AUDIE CORNISH, HOST:
As we just heard, the GOP health plan will bring changes to Medicaid. Under the proposal, the federal government would limit the amount of money it gives states for Medicaid. And that has elder advocates worried. Stephanie O'Neill reports.
STEPHANIE O'NEILL, BYLINE: Charlotte Altieri of Long Beach, Calif., says her mother, Carmencita Misa, was a veritable dancing queen despite her long hours at work.
CHARLOTTE ALTIERI: She would work, like, regularly 60 hours or so a week. But no matter what, she would make one night a week where she could go dancing. That was her thing.
O'NEILL: But three years ago, her now 71-year-old mom suffered a debilitating stroke that stole her short-term memory, her eyesight and her mobility. Today, 39-year-old Charlotte spends her time juggling between visits to her mother's nursing home and caring for her two small children.
UNIDENTIFIED CHILD: Look, Mommy.
O'NEILL: On this particular evening, she and her husband tag team bath time duties.
UNIDENTIFIED MAN: Want me to take your sunglasses for you so you don't have them in the bathtub?
UNIDENTIFIED CHILD: Mine.
ALTIERI: Mine (laughter).
O'NEILL: Charlotte says it's these family moments that offer her a reprieve from worrying about her mom, who needs 24-hour care that she wishes she could provide but can't.
ALTIERI: It's not just physically having to, like, the logistics of, like, two kids and their energies and if they're hungry or if they're sleepy. It is me trying to get my brain of my heart together to go visit my mom, who's not my mom. She's just lying there.
O'NEILL: Initially, it was Medicare, the federal insurance for those 65 and older that paid for her mom's care. But Medicare only provides up to 100 days of skilled nursing coverage. For Misa and more than 2 million low-income seniors nationwide, it's Medicaid that foots the bill for long-term care.

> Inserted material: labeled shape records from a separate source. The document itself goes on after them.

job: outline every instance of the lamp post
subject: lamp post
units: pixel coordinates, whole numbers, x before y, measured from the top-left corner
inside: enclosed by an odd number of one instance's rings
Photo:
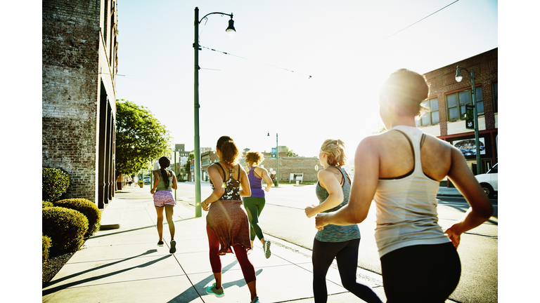
[[[268,132],[270,137],[270,132]],[[278,144],[278,133],[276,133],[276,187],[279,186],[279,145]]]
[[[199,8],[195,8],[195,43],[193,43],[193,48],[195,49],[195,74],[194,74],[194,102],[195,102],[195,216],[201,217],[202,215],[202,210],[200,207],[200,146],[199,142],[199,24],[203,19],[207,18],[210,15],[219,14],[226,15],[231,17],[231,20],[229,20],[229,27],[225,30],[227,33],[227,36],[230,39],[234,37],[234,34],[236,30],[234,29],[234,21],[233,21],[233,14],[227,14],[225,13],[210,13],[205,15],[200,20],[199,20]]]
[[[482,163],[480,162],[480,144],[478,136],[478,111],[476,108],[476,86],[475,83],[475,71],[469,72],[466,68],[458,65],[456,69],[456,81],[461,82],[463,76],[461,75],[461,69],[465,69],[467,74],[470,76],[470,82],[472,85],[471,93],[472,94],[472,109],[475,121],[475,141],[476,143],[476,173],[477,175],[482,173]]]

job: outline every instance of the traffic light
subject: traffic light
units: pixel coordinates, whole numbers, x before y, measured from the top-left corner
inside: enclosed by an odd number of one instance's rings
[[[465,106],[465,128],[475,129],[475,108],[472,105]]]

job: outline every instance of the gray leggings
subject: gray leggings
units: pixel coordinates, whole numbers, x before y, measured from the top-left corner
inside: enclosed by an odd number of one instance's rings
[[[261,215],[262,209],[264,208],[266,200],[264,198],[248,197],[244,198],[244,208],[248,213],[248,218],[250,220],[250,237],[251,241],[255,239],[257,236],[259,239],[264,238],[262,235],[262,229],[259,226],[259,216]]]

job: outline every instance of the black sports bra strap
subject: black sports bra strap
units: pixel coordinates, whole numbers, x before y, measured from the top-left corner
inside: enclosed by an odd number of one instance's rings
[[[223,169],[223,166],[221,166],[221,165],[219,163],[219,162],[217,162],[216,164],[219,166],[219,168],[221,168],[221,171],[223,172],[223,181],[224,182],[225,181],[225,177],[226,177],[225,176],[225,170]]]
[[[401,131],[399,130],[394,130],[399,131],[399,133],[402,133],[403,135],[404,135],[406,138],[407,138],[407,141],[409,141],[409,144],[411,145],[411,150],[413,152],[413,156],[414,156],[414,146],[413,146],[413,142],[411,141],[411,138],[409,137],[407,134],[406,134],[405,133],[404,133],[404,132],[402,132],[402,131]]]

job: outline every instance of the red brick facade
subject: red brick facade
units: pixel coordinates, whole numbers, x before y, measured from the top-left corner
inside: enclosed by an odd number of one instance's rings
[[[470,58],[446,65],[438,69],[424,74],[426,81],[430,86],[430,95],[428,99],[437,97],[439,105],[438,130],[440,133],[436,135],[440,139],[449,141],[451,143],[454,140],[470,139],[475,137],[474,130],[463,130],[463,131],[450,133],[449,126],[452,123],[462,123],[462,120],[457,121],[449,121],[446,108],[446,97],[461,90],[470,89],[472,83],[470,74],[465,70],[462,70],[463,79],[461,82],[456,81],[456,71],[458,65],[466,68],[469,72],[475,72],[476,88],[481,87],[483,102],[484,114],[479,114],[479,119],[484,121],[483,125],[479,122],[481,126],[479,131],[480,137],[484,138],[486,142],[486,154],[481,155],[482,171],[485,172],[487,163],[492,166],[498,162],[496,147],[496,136],[498,130],[496,126],[496,117],[497,113],[494,108],[494,83],[497,82],[498,73],[498,48],[488,50],[485,53],[477,55]],[[428,126],[425,131],[430,133],[433,130],[432,126]],[[475,157],[465,156],[470,162],[475,162]],[[473,158],[475,158],[473,159]]]
[[[42,3],[42,166],[70,174],[68,197],[100,207],[116,179],[115,12],[112,0]]]

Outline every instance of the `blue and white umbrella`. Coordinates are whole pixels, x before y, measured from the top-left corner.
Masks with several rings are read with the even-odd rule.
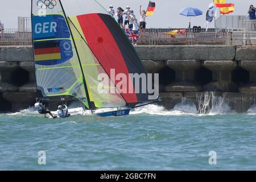
[[[191,24],[191,16],[197,16],[203,15],[203,11],[195,7],[188,7],[180,11],[180,15],[189,16],[189,28]]]

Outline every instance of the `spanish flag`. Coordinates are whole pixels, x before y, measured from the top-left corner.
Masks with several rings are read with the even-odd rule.
[[[146,16],[151,16],[154,14],[154,11],[155,9],[155,3],[150,1],[148,6],[147,7]]]
[[[226,0],[213,0],[215,7],[224,7],[226,4]]]
[[[220,8],[220,13],[226,15],[234,11],[234,5],[233,3],[225,4],[225,6]]]

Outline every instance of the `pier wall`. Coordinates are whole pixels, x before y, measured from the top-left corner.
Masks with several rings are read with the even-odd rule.
[[[186,98],[200,110],[203,102],[212,100],[209,92],[239,112],[255,103],[256,47],[138,46],[135,49],[148,72],[159,73],[159,104],[168,109]],[[34,105],[35,97],[32,47],[0,47],[0,111],[26,109]]]

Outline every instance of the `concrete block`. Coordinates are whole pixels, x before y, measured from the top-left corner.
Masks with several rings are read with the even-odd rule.
[[[166,67],[164,61],[163,60],[142,60],[142,61],[146,69],[150,73],[159,73],[161,69]]]
[[[256,60],[256,46],[237,46],[236,60],[237,61]]]
[[[0,46],[0,61],[33,61],[32,46]]]

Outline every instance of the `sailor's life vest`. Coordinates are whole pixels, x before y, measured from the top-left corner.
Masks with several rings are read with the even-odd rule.
[[[61,118],[65,118],[68,117],[68,110],[67,107],[64,109],[58,110],[57,112],[58,113],[58,115]]]
[[[44,109],[44,106],[42,103],[36,102],[35,104],[35,108],[37,111],[42,111]]]

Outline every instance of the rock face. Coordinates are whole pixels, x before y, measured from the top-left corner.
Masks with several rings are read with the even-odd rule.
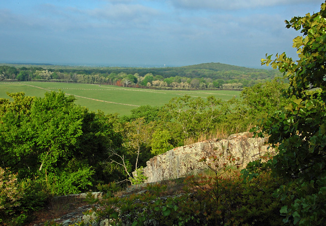
[[[226,157],[232,155],[236,164],[242,167],[253,160],[259,159],[268,153],[265,144],[267,138],[252,138],[250,133],[234,134],[227,139],[209,140],[190,145],[180,147],[155,156],[146,162],[143,168],[147,177],[146,183],[154,182],[182,177],[191,173],[196,173],[207,168],[205,163],[199,161],[203,157],[222,154],[219,163],[226,162]]]

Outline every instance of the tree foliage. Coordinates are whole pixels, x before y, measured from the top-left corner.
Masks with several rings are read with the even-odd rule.
[[[292,100],[256,129],[260,135],[268,134],[278,150],[265,167],[290,181],[277,193],[285,204],[281,209],[284,222],[321,225],[326,215],[326,4],[319,12],[285,23],[302,34],[293,39],[299,60],[285,53],[273,60],[266,54],[262,64],[283,72],[290,83],[286,97]]]

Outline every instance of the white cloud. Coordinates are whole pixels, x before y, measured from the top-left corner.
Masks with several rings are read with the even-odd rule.
[[[189,9],[239,10],[275,6],[319,3],[320,0],[171,0],[178,8]]]

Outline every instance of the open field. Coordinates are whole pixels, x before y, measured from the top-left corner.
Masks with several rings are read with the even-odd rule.
[[[160,90],[61,82],[0,82],[0,98],[8,98],[7,92],[24,91],[26,95],[43,97],[46,92],[59,90],[74,95],[76,104],[86,106],[90,110],[100,109],[106,114],[120,115],[129,115],[130,110],[141,105],[161,106],[173,97],[186,94],[204,98],[213,95],[227,100],[239,97],[240,93],[230,90]]]

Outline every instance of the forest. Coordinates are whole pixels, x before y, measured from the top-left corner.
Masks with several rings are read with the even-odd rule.
[[[284,78],[245,87],[241,99],[186,95],[118,117],[90,112],[62,92],[8,93],[12,99],[0,99],[0,223],[24,225],[49,196],[96,188],[103,200],[87,199],[112,225],[126,218],[132,225],[148,219],[167,225],[324,225],[326,4],[285,23],[301,32],[293,39],[299,59],[266,54],[262,64]],[[115,196],[117,184],[141,183],[141,174],[130,172],[154,155],[248,130],[268,136],[277,154],[241,171],[232,156],[229,165],[208,164],[212,174],[190,176],[185,195],[165,201],[160,185]]]
[[[166,89],[240,89],[281,75],[277,70],[219,63],[150,68],[36,66],[1,65],[0,81],[51,81]]]

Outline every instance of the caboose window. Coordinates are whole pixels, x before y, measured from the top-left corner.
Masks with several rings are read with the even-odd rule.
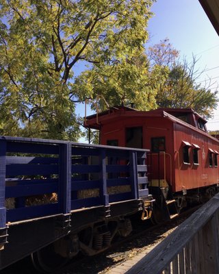
[[[209,166],[212,166],[213,165],[212,154],[212,152],[209,153]]]
[[[142,127],[127,127],[126,129],[126,147],[142,148]]]
[[[214,166],[218,166],[218,153],[214,154]]]
[[[114,147],[118,147],[118,140],[107,140],[107,145],[111,145]]]
[[[190,147],[186,145],[183,147],[183,163],[184,164],[190,164],[190,153],[189,153],[189,148]]]
[[[194,164],[198,164],[198,149],[193,149],[193,163]]]
[[[198,164],[198,149],[200,147],[198,145],[192,144],[193,147],[193,164]]]
[[[152,152],[165,151],[165,137],[156,137],[151,138]]]

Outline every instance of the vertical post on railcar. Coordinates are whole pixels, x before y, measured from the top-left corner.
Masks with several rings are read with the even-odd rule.
[[[70,211],[71,192],[71,144],[60,145],[59,154],[59,213]]]
[[[159,154],[159,151],[158,151],[158,184],[159,184],[159,187],[160,188],[160,154]]]
[[[105,206],[109,206],[109,195],[107,187],[107,160],[105,149],[100,149],[99,164],[100,164],[100,197]]]
[[[0,250],[7,242],[5,199],[6,140],[0,140]]]
[[[130,178],[132,199],[138,199],[138,172],[137,172],[137,153],[129,152]]]

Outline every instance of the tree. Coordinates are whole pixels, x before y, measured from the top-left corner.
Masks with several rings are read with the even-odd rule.
[[[212,115],[218,101],[218,91],[212,92],[209,86],[203,87],[196,84],[203,71],[195,70],[195,57],[191,63],[185,59],[180,61],[179,52],[167,39],[150,48],[149,55],[153,66],[156,64],[163,68],[161,72],[165,81],[160,82],[156,95],[159,107],[192,108],[206,119]]]
[[[153,1],[2,0],[1,134],[76,140],[75,103],[92,95],[74,68],[122,66],[147,39]]]
[[[125,60],[83,71],[75,80],[75,90],[81,91],[81,100],[89,92],[92,98],[103,95],[111,106],[134,104],[141,110],[155,108],[159,68],[150,71],[148,64],[143,51],[137,50]],[[99,108],[103,110],[106,107],[100,100]]]

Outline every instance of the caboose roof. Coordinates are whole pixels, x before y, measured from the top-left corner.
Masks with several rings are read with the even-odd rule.
[[[196,121],[198,121],[198,119],[201,120],[203,124],[207,123],[206,120],[203,119],[192,108],[158,108],[157,110],[149,111],[140,111],[132,108],[116,106],[110,108],[109,110],[99,113],[98,114],[93,114],[86,117],[84,126],[86,127],[90,127],[94,129],[101,129],[102,125],[116,121],[118,119],[125,119],[138,117],[164,117],[170,120],[173,123],[183,125],[186,127],[192,129],[198,132],[201,132],[203,134],[215,139],[214,137],[211,137],[209,134],[208,134],[207,132],[205,132],[205,131],[195,127],[194,125],[190,125],[189,123],[185,123],[177,118],[177,116],[180,116],[183,114],[194,116]]]

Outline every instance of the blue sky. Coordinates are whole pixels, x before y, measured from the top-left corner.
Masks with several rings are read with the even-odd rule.
[[[219,36],[198,0],[157,0],[152,10],[149,44],[168,38],[182,58],[190,62],[194,55],[198,59],[196,68],[205,71],[198,82],[211,84],[215,90],[219,84]],[[207,125],[209,130],[219,129],[218,108]]]
[[[196,68],[205,71],[197,82],[211,84],[215,90],[219,84],[219,36],[198,0],[157,0],[152,10],[155,15],[149,23],[149,44],[168,38],[188,62],[194,55],[198,59]],[[207,123],[209,130],[219,129],[219,109],[214,113]]]
[[[196,70],[205,71],[198,81],[207,85],[211,78],[211,88],[215,90],[219,84],[219,36],[198,0],[157,0],[152,11],[155,15],[149,22],[150,38],[146,47],[168,38],[182,58],[190,62],[193,54],[198,59]],[[78,112],[83,116],[84,106]],[[219,129],[219,108],[207,129]]]

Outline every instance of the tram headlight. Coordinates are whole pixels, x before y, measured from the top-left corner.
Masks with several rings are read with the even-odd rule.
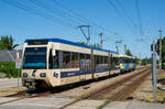
[[[41,73],[40,77],[46,77],[46,73]]]
[[[23,75],[23,77],[28,77],[28,73],[23,73],[22,75]]]

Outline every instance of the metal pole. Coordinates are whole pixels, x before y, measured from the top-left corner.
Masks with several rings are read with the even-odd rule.
[[[161,73],[161,69],[162,69],[162,30],[160,29],[158,32],[160,32],[160,73]]]
[[[127,45],[124,44],[124,54],[127,53]]]
[[[102,48],[102,42],[103,42],[102,35],[103,35],[103,33],[100,33],[99,35],[100,35],[100,45],[101,45],[101,48]]]
[[[19,61],[19,51],[16,51],[16,59]],[[19,88],[19,73],[20,73],[20,68],[18,68],[18,88]]]
[[[153,65],[152,65],[152,75],[153,75],[153,89],[154,89],[154,101],[157,100],[157,76],[156,76],[156,52],[155,52],[155,42],[153,41],[153,53],[152,53],[152,56],[153,56]]]
[[[118,45],[117,45],[117,43],[116,43],[116,48],[117,48],[117,53],[119,53],[119,50],[118,50]]]

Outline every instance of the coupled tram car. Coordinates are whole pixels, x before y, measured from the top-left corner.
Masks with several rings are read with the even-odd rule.
[[[22,84],[50,88],[135,69],[133,57],[61,39],[26,40]]]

Matt Salo heads the National Association of Medicaid Directors.
MATT SALO: Most people, when they think about Medicaid, they think of it as sort of a low-income working population welfare health care program.
O'NEILL: That's probably because 3 out of 4 people covered by Medicaid are low-income children, pregnant women and since Obamacare, low-income working adults.
SALO: But what really comes as a big surprise to almost everybody is that that's not where Medicaid spends most of its dollars.
ALTIERI: Instead, he says about two-thirds of Medicaid's annual budget is spent on elderly enrollees and on people with disabilities. Currently, state and federal governments share the cost of Medicaid. But the bill in front of Congress puts a limit on what the federal government would contribute. Eric Carlson is an attorney for the nonprofit group Justice in Aging.
ERIC CARLSON: It's really a form of rationing, where you have the care based on the money that's been budgeted rather than on the needs of the people. And that's entirely backwards.
O'NEILL: But the current system leads to state overspending that comes at the expense of other things like education, says Oren Cass. He's with the conservative Manhattan Institute.
OREN CASS: It just forces states to work within the budget constraints of a fixed amount of federal money, which by the way is how every other part of our government already works.
O'NEILL: What's more, Cass says, under GOP plans the states will get more flexibility to run Medicaid with fewer federal regulations. Pat McGinnis, who heads the California Advocates for Nursing Home Reform, says that worries her.
PAT MCGINNIS: There are so many federal protections under the current Medicaid system. And I think most of those would be gone.
O'NEILL: Meanwhile, Charlotte Altieri of Long Beach, Calif., says thinking about what could happen if federal dollars and protections are cut from Medicaid stresses her out.
ALTIERI: 'Cause this stuff makes me depressed because I think what if it really does happen? What are we supposed to do?
O'NEILL: For NPR News, I'm Stephanie O'Neill in Los Angeles.
CORNISH: This story's part of a reporting partnership with Kaiser Health News.